Matt Cohen from Clareity Consulting has produced a white paper “to generate discussion on possible MLS system future features by providing a big picture view of the changing relationship of real estate professionals with each other and with consumers, the changing relationship of local and regional MLSs with each other, and to illustrate, at least at a high level, how these changes may be either enabled or reflected technically in the MLS system of the future.”
Of course, this is right up our alley here at the FBS Blog, so I’m psyched I finally feel like I have something of substance to write about again. I’m going to focus on a couple of the ideas floated by Matt, because I think they are related and pose some of the most interesting possibilities. (I’m definitely stretching the ideas Matt proposed to my own needs, so don’t blame him for my crazy ideas. )
Three of the ideas Matt has put forward are widgets, broker tools and expanding use of RETS. I’m going to put my own spin on these ideas and try to relate them together as my contribution to the discussion.
I love the idea of MLS widgets and Matt’s are great examples. What I most like about widgets is that they often rely upon APIs (application programming interfaces) that allow for other developers to modify the tools or even create their own. For example, at the core of many widgets is the use of some sort of syndication (RSS/Atom) feed. The data is made available through the syndication feed and the widget re-purposes or figures out a clever way to display the data.
This type of creativity relates directly to developing better broker tools. If brokers (or their developers) had access to easy to use MLS APIs, they could develop all sorts of cool things. RETS, of course, is an API to the MLS system but it’s not terribly easy to use and is what Robbie Paplin would say is pretty close to the metal. In other words, RETS provides access to the data and images from the MLS system but pretty much everything else is up to the developer.
What I think is the future are RESTful MLS systems with excellent APIs that allow for all kinds of new ideas and developments by brokers to allow them to differentiate themselves. Brokers could then develop widgets and all sorts of other cool stuff. I think this also is the right vision for the NAR’s Gateway/TREC/[new name coming soon]. From Mark Lesswing’s comment on my last post about the Gateway, NAR can’t develop another public-facing search engine outside of Realtor.com, but I don’t think that would prohibit [New Name] from developing an API that would allow brokers to do that.

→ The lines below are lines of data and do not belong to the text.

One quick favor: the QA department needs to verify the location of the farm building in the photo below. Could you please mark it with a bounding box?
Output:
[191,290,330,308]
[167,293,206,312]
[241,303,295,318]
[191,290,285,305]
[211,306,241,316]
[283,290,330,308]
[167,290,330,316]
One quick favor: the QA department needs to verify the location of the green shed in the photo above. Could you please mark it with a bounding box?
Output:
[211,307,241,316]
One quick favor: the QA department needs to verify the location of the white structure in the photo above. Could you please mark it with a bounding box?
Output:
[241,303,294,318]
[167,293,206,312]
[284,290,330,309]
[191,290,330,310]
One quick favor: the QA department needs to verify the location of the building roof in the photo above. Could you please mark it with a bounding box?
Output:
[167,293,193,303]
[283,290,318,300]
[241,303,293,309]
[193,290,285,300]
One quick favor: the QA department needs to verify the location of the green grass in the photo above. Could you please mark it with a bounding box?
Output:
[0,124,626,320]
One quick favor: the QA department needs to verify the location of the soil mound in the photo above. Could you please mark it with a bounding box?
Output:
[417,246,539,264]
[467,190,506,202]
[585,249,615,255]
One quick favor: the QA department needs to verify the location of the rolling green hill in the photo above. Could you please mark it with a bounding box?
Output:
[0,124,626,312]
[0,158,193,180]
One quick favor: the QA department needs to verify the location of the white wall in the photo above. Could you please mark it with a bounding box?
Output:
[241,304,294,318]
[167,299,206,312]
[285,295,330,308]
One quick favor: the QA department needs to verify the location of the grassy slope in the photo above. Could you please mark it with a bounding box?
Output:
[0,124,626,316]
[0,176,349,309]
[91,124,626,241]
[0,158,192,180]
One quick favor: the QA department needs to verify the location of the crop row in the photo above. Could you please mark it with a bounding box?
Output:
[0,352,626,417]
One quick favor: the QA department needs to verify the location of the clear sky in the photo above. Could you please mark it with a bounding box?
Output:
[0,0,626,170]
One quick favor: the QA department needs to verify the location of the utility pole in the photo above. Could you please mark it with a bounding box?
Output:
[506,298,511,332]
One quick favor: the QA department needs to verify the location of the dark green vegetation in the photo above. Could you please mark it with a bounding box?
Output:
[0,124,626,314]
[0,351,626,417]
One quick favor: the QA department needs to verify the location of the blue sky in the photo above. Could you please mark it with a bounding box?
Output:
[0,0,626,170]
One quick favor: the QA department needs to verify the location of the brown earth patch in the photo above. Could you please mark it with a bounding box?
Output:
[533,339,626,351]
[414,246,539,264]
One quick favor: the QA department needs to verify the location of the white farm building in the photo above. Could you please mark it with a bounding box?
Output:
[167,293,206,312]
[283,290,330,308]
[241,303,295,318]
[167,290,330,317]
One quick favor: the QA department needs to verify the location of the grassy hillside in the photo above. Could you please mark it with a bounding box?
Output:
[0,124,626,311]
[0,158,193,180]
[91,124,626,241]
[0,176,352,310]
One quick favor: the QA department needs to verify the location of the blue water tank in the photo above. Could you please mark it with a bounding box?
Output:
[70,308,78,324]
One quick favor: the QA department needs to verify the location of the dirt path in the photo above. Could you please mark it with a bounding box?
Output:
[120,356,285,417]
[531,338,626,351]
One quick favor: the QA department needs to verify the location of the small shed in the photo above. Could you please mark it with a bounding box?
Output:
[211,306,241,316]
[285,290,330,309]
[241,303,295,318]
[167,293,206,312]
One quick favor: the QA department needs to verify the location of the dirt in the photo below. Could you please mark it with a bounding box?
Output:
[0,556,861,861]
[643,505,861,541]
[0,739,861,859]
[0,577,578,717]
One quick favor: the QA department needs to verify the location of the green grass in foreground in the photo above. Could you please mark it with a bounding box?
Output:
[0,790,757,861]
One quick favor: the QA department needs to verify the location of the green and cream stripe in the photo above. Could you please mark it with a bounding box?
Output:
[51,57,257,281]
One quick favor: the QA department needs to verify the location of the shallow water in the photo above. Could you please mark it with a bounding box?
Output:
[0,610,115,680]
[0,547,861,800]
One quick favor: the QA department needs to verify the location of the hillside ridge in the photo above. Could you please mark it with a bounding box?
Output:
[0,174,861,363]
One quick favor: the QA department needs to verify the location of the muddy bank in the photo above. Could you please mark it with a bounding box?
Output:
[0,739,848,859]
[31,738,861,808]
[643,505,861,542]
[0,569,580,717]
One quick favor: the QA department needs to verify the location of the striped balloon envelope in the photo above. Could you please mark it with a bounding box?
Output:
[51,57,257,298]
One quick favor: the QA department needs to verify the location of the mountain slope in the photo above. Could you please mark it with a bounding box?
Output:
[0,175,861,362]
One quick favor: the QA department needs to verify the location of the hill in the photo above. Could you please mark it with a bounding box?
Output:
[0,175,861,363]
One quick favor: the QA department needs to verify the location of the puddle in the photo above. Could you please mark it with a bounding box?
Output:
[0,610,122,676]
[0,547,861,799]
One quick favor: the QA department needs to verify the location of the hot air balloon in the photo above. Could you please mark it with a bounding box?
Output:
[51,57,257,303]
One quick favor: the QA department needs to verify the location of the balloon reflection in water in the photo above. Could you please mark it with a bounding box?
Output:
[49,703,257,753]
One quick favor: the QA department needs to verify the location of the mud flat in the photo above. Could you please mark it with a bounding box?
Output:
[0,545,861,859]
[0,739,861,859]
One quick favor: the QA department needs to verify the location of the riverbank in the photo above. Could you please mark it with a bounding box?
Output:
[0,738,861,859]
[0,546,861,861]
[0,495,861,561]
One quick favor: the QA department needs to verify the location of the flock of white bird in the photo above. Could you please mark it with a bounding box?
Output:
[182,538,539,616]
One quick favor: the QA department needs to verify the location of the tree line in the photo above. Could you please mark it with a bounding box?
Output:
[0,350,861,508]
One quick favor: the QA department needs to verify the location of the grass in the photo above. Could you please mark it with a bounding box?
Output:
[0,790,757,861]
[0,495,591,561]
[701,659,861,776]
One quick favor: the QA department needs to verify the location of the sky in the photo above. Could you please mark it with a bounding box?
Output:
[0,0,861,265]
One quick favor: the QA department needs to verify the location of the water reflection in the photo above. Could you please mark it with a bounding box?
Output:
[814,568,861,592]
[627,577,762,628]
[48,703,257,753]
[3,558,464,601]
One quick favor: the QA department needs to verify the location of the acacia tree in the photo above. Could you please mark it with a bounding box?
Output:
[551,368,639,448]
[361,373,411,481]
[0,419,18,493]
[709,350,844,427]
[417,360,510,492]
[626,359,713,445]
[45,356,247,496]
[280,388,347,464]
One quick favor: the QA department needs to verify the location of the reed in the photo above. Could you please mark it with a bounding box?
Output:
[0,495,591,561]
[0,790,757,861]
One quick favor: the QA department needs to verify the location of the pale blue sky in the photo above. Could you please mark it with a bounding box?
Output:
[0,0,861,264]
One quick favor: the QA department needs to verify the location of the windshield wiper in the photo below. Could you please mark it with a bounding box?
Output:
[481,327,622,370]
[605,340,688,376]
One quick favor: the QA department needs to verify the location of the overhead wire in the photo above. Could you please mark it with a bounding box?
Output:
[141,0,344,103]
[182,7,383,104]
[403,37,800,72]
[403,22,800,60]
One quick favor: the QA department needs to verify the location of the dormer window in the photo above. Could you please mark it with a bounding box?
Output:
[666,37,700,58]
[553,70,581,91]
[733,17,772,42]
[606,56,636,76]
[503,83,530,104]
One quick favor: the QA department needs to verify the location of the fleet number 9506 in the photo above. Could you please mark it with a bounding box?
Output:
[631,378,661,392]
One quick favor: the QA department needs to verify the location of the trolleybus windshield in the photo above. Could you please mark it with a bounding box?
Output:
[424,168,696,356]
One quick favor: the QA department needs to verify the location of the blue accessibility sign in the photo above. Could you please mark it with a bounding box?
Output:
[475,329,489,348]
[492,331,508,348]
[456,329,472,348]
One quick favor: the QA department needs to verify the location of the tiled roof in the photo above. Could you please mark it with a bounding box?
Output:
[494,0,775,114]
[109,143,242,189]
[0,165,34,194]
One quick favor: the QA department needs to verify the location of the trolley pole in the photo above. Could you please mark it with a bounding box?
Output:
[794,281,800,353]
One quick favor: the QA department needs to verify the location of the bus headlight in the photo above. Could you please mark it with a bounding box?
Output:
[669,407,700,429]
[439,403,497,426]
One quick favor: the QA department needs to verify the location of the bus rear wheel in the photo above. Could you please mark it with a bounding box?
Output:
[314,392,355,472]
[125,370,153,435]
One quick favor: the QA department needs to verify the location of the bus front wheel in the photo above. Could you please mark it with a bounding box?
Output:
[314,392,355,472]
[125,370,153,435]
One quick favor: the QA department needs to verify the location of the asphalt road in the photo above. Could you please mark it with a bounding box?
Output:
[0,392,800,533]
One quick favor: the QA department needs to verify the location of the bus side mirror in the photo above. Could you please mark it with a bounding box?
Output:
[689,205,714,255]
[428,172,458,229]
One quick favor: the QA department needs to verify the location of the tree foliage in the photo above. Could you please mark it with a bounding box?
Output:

Then imagine an API that not only does listing searches but also exposes through simple requests all sorts of statistics, graphs, heat maps and what otherwise would be complex data-warehousing type queries. Bloggers with a bit of coding skills would be in heaven, creating all sorts of market analyses for their customers and the public.
The key to all of this, however, is developing the API with an excellent permission model. The MLS aggregation is built on cooperation among competitors and the type of creative freedom fostered by a more open API needs to work within that model of cooperation. However, I’m convinced it can be done and that such tools would re-empower brokers to compete at an even higher level. I’m also convinced that fostering such competition is the role of the MLS and that cooperation is a necessary part of that competition.